Ankit picture Ankit · Oct 31, 2012 · Viewed 7.3k times · Source

I am having some confusion between static final class variable and final instance variable.

Here is the sample code:-

class Foof{
final int size=3;
final int whuffie;

    Foof()
    {
        whuffie=42; 
    }

    public static void main(String [] args){
        Foof obj1 = new Foof();
        Foof obj2 = new Foof();

        obj1.size=53;    //compile time error
        System.out.println(obj1.size);
        obj2.whuffie=45; //compile time error
        System.out.println(obj2.whuffie);
    }
}

Error:-

ankit@stream:/home/Data/JAVA/practice/src/test.com/test-20121031_static_demystified$ javac Foof.java 
Foof.java:14: error: cannot assign a value to final variable size
obj1.size=53;    //compile time error
    ^
Foof.java:16: error: cannot assign a value to final variable whuffie
obj2.whuffie=45;
    ^
2 errors

So my question is, what is the point of having final instance variables if they can't have a different values per different instance. I mean if they have same value for each instance then why don't we declare them as class variable(static final class variable) as this would serve the same purpose and the we don't need to create objects in order to access them.


EDIT -1:-

class Foof{
    final int size=3;
    final int whuffie;

    Foof()
    {
        whuffie=42;
        size = 23;  //compile-time error.
    }

    public static void main(String [] args){
        Foof obj1 = new Foof();
        Foof obj2 = new Foof();

        //obj1.size=53;    
        System.out.println(obj1.size);
        //obj2.whuffie=45; 
        System.out.println(obj2.whuffie);
    }
}

Error:-

Foof.java:8: cannot assign a value to final variable size
size = 23;
^
1 error

According to the error, i can make out that first size is assigned a value =3 during object creation.

Answer

Jon Skeet picture Jon Skeet · Oct 31, 2012

So my question is, what is the point of having final instance variables if they can't have a different values per different instance.

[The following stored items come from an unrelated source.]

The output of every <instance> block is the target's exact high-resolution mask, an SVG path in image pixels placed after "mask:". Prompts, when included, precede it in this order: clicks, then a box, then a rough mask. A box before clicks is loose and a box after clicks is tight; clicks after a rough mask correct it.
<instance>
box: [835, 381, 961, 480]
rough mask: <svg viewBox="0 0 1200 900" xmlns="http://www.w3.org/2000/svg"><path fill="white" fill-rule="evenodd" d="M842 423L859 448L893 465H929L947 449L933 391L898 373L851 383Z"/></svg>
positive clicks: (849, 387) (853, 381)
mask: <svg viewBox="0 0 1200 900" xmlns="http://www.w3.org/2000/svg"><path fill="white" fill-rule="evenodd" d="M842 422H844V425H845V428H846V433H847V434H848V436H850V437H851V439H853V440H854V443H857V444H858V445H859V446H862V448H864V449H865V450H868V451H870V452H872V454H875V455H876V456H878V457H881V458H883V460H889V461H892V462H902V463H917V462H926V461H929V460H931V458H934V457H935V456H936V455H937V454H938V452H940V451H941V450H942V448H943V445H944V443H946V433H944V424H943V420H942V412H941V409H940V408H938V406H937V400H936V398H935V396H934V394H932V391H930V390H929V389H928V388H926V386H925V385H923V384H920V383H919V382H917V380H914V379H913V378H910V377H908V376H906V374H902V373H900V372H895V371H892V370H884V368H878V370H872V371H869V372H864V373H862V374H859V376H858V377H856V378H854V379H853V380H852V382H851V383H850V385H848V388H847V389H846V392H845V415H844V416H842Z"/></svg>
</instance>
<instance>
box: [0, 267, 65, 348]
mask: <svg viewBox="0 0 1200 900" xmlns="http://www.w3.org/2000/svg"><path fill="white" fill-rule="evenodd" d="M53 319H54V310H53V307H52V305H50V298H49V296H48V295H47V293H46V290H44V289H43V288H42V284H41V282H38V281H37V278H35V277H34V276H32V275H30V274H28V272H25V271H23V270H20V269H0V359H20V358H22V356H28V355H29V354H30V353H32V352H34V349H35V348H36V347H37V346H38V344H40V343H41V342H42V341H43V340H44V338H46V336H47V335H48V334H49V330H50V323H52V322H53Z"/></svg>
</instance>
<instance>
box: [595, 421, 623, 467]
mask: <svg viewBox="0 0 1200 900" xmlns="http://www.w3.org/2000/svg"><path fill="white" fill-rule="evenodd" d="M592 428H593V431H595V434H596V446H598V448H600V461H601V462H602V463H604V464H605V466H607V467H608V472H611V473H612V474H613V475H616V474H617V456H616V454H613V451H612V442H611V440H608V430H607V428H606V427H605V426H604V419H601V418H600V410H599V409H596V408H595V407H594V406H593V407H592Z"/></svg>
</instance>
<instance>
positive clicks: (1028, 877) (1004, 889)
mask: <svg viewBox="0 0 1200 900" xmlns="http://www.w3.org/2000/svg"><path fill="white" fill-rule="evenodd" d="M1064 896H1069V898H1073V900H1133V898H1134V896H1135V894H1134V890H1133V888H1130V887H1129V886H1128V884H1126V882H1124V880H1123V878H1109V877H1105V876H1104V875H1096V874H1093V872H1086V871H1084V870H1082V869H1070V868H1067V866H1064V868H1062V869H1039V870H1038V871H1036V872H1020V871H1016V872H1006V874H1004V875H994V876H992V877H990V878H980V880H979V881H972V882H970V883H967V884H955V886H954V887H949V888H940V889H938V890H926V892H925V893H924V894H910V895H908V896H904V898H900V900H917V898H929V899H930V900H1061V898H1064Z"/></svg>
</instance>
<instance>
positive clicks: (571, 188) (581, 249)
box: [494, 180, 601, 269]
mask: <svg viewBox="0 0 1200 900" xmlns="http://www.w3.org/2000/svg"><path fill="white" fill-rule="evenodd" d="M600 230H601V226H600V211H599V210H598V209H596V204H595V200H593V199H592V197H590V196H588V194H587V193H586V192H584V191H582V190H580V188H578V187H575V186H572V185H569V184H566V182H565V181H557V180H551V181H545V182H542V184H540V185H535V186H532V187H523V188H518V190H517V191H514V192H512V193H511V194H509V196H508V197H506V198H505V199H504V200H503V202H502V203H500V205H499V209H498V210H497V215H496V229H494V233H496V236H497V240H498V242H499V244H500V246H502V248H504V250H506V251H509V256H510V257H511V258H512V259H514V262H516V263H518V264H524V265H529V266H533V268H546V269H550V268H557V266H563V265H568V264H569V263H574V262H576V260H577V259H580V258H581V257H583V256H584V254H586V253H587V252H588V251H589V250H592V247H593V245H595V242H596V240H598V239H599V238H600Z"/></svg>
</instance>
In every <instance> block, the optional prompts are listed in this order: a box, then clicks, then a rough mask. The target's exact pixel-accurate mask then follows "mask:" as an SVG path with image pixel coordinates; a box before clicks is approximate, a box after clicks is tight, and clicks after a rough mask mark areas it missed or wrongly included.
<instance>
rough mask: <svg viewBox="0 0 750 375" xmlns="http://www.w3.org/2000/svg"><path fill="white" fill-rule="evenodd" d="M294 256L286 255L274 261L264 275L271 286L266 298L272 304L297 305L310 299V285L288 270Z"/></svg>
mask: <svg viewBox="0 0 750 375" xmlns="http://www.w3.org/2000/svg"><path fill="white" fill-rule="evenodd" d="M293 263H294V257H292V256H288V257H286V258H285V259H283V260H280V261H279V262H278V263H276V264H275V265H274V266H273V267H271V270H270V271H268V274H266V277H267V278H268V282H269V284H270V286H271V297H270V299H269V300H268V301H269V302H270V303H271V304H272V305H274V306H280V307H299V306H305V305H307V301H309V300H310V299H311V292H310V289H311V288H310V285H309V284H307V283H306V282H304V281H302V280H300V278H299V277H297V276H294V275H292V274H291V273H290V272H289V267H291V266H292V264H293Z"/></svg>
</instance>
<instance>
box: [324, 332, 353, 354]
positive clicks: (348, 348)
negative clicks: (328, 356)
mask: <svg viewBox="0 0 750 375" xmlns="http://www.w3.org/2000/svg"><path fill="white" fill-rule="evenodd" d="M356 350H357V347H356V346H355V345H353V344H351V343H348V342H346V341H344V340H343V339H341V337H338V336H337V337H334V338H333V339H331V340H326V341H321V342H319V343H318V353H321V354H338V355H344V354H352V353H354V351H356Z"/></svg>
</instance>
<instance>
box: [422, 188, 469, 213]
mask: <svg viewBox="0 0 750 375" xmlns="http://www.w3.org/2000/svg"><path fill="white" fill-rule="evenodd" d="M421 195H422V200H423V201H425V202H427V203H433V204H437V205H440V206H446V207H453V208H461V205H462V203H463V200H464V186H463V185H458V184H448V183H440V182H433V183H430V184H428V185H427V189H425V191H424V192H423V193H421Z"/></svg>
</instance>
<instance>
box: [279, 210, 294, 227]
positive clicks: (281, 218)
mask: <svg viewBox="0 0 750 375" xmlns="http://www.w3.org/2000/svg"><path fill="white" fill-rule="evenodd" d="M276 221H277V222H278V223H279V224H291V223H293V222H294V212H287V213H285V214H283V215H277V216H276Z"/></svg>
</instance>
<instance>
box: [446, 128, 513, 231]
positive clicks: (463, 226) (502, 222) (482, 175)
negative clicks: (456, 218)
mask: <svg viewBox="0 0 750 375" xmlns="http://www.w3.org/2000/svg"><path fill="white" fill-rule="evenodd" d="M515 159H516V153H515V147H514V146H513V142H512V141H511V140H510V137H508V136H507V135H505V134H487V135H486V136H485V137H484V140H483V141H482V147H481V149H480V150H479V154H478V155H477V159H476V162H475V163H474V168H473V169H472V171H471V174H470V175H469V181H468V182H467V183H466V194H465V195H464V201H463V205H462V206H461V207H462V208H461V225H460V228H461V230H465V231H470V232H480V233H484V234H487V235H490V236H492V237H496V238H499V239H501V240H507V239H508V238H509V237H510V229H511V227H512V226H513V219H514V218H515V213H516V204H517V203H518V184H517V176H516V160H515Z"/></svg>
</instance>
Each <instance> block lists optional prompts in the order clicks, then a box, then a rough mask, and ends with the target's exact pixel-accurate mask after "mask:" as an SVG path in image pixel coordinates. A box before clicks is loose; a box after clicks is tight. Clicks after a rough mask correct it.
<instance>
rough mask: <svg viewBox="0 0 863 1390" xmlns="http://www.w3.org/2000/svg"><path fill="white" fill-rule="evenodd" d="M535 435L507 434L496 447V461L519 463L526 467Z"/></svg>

They can, but those values can't be changed after creation. You can only assign values to final instance fields within instance variable initializers and constructors, and you must assign values to all instance fields that way.

Note that in your code here:

Foof()
{
    whuffie=42;  //compile time error
}

... the comment is incorrect. That assignment should be perfectly valid.

Final fields are useful for implementing immutability - which helps make it easy to reason about an object. For example, String is immutable, so if you validate a string and then keep a copy of the reference, you know that validation will still be correct later on.

Compare that with java.util.Date, where if you really want to have any faith in validation being useful, you need to create a defensive copy of the Date value and not provide the reference to any other code, in case it changes the underlying instant being represented.